One day after the election
UPDATED: Rocketdyne lays off 100 - mostly in San Fernando Valley - LA Daily News
About 100 employees at Pratt & Whitney Rocketdyne, most of whom work in the San Fernando Valley, were laid off Wednesday in response to dwindling government spending on space exploration, the company said.
The layoffs were effective immediately, and 75 percent of them came at the facilities on Canoga and De Soto avenues, which employ about 1,100 people. The company has seven sites across the nation, including two in the Valley.
"The uncertain future of the space industry and current economic conditions have created an environment where we must take these steps to ensure we remain competitive," the company said in a statement.
Layoffs had been expected at rocket-engine maker Rocketdyne, which is in the process of being sold to Sacramento-based GenCorp Inc. for $550 million.
GenCorp spokesman Glenn Mahone declined to comment on the layoffs.
The company is buying Rocketdyne from Hartford, Conn.- based United Technologies Corp., which has owned Rocketdyne for seven years.
Mahone said the sale is being reviewed by regulators, and he does not know when it will be completed.
Rocketdyne dates back to the infancy of the nation's space program.

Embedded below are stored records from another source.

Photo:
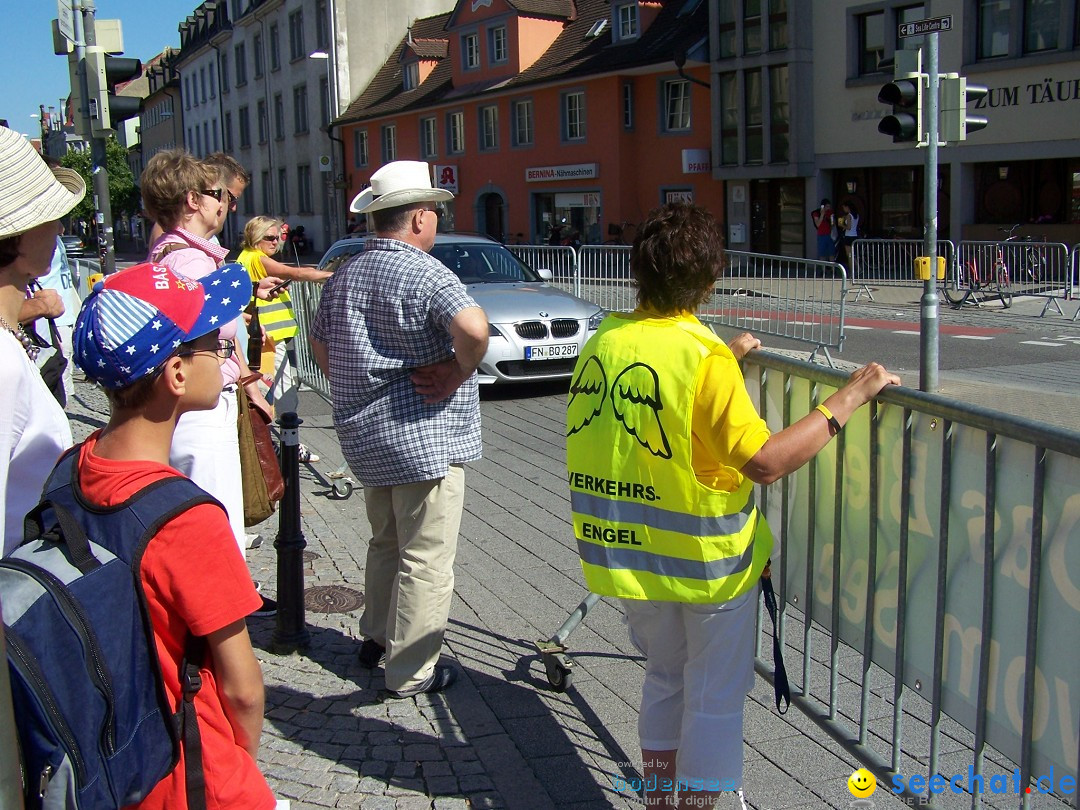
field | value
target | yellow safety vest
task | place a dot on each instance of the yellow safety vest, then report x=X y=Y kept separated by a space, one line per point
x=646 y=527
x=275 y=316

Its engines powered astronauts to the moon in the 1960s and 1970s as part of the famed Apollo program and later boosted the space shuttle fleet to lengthy orbits of Earth and to the International Space Station.

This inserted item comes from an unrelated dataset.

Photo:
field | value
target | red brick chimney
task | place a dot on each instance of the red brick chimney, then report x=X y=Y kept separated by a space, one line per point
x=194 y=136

NASA has retired the shuttle fleet, and Rocketdyne said it needed to trim its workforce as a result.
The layoffs are part of an "ongoing effort" to become more efficient and cost-effective, the company said.
Over the past several years the company has instituted cost-cutting measures, such as travel reductions, merit pay deferrals, furloughs and scaling back the hiring of outside contractors.

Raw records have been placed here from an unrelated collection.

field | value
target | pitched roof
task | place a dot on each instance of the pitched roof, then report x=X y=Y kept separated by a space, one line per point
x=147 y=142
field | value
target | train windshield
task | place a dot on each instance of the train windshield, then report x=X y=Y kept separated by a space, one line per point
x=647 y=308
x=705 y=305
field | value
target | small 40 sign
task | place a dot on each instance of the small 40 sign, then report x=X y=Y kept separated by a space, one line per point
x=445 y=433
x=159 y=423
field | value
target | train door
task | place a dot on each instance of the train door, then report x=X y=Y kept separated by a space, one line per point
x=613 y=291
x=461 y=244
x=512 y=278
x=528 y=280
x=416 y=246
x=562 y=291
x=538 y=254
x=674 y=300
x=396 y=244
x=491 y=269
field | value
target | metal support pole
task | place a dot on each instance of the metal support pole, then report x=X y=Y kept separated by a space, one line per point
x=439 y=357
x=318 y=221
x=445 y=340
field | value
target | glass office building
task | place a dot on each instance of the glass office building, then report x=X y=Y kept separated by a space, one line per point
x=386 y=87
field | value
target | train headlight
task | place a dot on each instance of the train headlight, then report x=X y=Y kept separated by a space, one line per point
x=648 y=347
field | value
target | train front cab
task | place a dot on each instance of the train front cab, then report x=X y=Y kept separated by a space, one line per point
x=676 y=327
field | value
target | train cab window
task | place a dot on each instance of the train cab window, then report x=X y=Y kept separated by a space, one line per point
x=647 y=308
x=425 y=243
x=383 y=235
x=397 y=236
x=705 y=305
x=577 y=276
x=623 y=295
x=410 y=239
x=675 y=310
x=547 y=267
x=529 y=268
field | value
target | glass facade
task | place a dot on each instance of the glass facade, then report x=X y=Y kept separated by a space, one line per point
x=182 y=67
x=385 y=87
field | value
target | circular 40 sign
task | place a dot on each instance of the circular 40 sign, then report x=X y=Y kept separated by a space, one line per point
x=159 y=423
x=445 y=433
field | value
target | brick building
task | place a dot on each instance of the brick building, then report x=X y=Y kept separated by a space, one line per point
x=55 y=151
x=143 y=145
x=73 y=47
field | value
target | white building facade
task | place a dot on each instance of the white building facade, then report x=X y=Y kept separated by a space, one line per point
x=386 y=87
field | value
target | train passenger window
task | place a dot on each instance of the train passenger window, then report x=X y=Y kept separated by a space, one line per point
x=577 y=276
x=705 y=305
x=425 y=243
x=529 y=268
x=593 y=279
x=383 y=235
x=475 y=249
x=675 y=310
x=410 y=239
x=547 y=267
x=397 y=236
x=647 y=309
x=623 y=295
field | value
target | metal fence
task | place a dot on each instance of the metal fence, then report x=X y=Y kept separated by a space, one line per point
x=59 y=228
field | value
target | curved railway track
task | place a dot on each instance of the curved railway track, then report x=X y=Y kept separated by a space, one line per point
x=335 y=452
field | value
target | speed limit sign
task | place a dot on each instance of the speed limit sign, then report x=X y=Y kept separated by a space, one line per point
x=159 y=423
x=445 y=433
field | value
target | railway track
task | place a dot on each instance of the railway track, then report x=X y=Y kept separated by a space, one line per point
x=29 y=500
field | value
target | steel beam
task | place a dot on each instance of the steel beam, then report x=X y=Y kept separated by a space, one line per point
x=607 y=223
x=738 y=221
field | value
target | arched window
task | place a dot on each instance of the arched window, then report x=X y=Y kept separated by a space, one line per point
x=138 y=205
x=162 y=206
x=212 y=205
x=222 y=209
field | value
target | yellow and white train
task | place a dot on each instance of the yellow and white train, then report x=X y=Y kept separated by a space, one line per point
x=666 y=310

"This was a very difficult decision, and PWR is taking all reasonable steps to ensure that impacted employees have access to advice, counseling and career services to help them through their transition from PWR to future employment, or whatever endeavor they may choose," the company statement said.
Kimberly Ritter-Martinez, associate economist at the Kyser Center for Economic Research in Los Angeles, said these are the kinds of jobs the region needs.
"It's a big blow," she said, noting that most of the positions were likely high-wage jobs. "We're talking about high-quality jobs like engineering and technology."
Ritter-Martinez said Rocketdyne is adjusting to a new era for businesses that focus on government contracts.
"The big government contracts and programs with NASA are declining. We're facing probably 10 years of budget cuts going forward, and there is a trend toward the privatization of space," she said.
But the laid-off workers might be in a good position to find jobs in other sectors.
"There is always a market for people with these kinds of skills, and there is more going on now in the commercial aviation sector," Ritter-Martinez said.